Le texte au millimѐtre

Déplacements

1Feydeau est très fort car dans les déplacements inscrits en didascalies on peut trouver le corps de certains personnages. Parfois, on a l’impression qu’il y a des déplacements absurdes dont on ne voit pas intellectuellement l’intérêt. Mais si on comprend la situation, on peut trouver justement, dans le corps, du sens à ces déplacements qui nous paraissent inutiles. Après, on peut élaguer.

2émeline Bayart (2013)

Éviter de naturaliser le langage

3Chez Feydeau, il est important de bien examiner la ponctuation du texte car souvent le point n’est pas placé là où on pourrait l’attendre. Cela évite de naturaliser le langage, permet d’épouser la pensée du personnage, et du même coup cela invite aussi le spectateur à être attentif aux comportements des différents types de personnages qu’il découvre.

4Gilles David (2014)

Respecter la ponctuation

5L’une des choses qui a constitué le travail d’Alain Françon sur Feydeau, c’est la ponctuation. Parce que si on lit ses textes à plat, c’est quand même très angoissant à quel point c’est vide. Ça n’enlève pas l’art ou l’esthétique, c’est d’un vide absolu. Et Feydeau construit ce vide par la ponctuation. Pour pouvoir le jouer, l’incarner, il faut absolument respecter cette ponctuation. Par exemple, « Ah ! Ah ! Ah ! », ce n’est pas « ah ! ah ! ah ! ». Ou encore, si dans « Ah ! mon Dieu » il n’y a pas de majuscule au « m » de « mon Dieu », ça se dit d’une traite ; c’est différent d’un « Ah ! Mon Dieu » avec majuscule. Et c’est en respectant de façon bête cette ponctuation que l’acteur trouve sa place, pas en le faisant comme il en a envie. La part d’invention de l’acteur est là chez Feydeau. Plus on est dans le chas de l’aiguille, plus la liberté est colossale, car on a très faim ! J’adore trouer le chas.

6Anne Benoît (2010)

Une école de rigueur

7Les textes de Feydeau font partie des textes de théâtre les plus difficiles à apprendre. Bourrés d’onomatopées – il faut apprendre très scrupuleusement.

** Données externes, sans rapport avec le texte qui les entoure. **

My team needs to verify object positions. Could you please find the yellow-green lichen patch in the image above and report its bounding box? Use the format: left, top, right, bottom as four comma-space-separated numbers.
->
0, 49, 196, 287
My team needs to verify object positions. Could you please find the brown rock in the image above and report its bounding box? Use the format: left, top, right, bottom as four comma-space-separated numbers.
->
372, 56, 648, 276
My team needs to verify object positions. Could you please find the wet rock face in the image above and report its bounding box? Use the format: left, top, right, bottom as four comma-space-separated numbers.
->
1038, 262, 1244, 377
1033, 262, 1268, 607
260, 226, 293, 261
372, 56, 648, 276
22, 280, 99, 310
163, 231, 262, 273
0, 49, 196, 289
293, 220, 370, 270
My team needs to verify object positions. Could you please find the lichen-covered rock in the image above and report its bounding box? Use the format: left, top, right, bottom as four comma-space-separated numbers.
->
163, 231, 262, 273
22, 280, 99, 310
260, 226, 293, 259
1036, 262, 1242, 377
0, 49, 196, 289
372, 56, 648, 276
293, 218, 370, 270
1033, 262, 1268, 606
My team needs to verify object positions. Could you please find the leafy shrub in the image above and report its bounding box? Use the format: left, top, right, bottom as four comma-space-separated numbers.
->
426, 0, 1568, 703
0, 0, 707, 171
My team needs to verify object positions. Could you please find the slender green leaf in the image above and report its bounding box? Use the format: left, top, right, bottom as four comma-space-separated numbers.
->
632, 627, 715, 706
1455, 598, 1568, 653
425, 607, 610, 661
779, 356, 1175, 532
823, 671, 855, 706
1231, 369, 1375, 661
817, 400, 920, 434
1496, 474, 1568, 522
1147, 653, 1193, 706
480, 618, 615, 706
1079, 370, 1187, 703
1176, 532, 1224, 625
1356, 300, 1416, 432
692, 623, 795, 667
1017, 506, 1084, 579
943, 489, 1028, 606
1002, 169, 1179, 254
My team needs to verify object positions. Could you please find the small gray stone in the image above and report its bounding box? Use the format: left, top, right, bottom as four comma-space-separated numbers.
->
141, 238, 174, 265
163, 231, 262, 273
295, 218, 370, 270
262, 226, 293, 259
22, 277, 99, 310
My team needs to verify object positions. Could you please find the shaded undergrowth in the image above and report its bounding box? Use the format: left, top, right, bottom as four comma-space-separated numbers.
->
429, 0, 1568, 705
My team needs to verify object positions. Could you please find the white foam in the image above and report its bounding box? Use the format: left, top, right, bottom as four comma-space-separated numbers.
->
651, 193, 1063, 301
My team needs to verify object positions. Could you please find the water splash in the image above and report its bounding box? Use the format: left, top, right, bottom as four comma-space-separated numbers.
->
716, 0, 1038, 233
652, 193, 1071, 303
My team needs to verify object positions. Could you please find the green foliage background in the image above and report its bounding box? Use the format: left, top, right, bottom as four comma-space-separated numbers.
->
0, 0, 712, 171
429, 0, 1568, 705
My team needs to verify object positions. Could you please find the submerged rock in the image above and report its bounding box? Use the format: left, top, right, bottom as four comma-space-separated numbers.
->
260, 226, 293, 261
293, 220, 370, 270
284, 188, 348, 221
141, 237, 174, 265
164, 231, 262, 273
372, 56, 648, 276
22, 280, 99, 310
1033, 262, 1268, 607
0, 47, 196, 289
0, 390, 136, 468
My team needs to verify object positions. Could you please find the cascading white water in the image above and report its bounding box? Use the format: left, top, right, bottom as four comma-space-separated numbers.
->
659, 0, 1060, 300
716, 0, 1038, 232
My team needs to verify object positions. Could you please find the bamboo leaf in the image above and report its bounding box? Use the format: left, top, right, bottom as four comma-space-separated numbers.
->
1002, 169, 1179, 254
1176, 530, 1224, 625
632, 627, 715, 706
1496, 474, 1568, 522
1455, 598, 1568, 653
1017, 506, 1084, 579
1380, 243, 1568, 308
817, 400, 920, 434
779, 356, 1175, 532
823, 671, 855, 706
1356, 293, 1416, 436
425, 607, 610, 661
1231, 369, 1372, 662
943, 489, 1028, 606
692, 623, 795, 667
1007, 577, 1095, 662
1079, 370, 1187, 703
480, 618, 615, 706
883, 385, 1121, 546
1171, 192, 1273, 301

8On parle beaucoup de la musique, du rythme quand on évoque Feydeau ; cette comparaison avec la musique est réelle, il écrit ses textes comme des partitions, il faut donc les travailler comme en solfège, faire ses gammes méthodiquement, c’est un entraînement quotidien.

9L’interprétation du personnage vient plus tard.

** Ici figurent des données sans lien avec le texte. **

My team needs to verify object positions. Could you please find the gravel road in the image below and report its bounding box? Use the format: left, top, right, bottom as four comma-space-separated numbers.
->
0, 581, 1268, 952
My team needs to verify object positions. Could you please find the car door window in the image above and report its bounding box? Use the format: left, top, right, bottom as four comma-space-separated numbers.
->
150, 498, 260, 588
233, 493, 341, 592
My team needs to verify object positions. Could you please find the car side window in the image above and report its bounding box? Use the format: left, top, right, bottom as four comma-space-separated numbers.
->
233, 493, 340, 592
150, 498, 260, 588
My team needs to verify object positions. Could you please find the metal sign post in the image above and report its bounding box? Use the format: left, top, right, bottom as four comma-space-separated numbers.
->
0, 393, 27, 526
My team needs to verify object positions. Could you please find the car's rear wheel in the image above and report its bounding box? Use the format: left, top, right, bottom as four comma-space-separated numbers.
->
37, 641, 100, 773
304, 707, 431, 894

10Les répétitions sont souvent fastidieuses et complexes, car les situations jouées sont terriblement graves et dramatiques. Un notaire se retrouve nu sur le palier d’un immeuble (Un fil à la patte), une femme est harcelée sexuellement par un inconnu (Le Dindon), etc.

11Répéter Feydeau pour moi est le contraire de la légèreté dont on l’affuble régulièrement à tort.

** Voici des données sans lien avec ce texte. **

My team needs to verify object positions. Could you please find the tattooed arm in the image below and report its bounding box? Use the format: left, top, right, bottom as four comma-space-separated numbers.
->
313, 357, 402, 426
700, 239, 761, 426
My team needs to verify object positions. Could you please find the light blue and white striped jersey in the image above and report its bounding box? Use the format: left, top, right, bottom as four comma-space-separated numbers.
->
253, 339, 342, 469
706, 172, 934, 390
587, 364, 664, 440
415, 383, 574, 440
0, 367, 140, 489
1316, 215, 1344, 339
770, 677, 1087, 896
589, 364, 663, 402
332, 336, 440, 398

12Pour toutes ces raisons les textes de Feydeau sont difficiles mais très intéressants à proposer à des élèves comédiens, ils permettent de faire travailler des situations et des états extrêmement forts dans un temps record. Avec la précision des métronomes.

13Déchiffrage, déconstruction, on ne rit pas beaucoup en répétitions.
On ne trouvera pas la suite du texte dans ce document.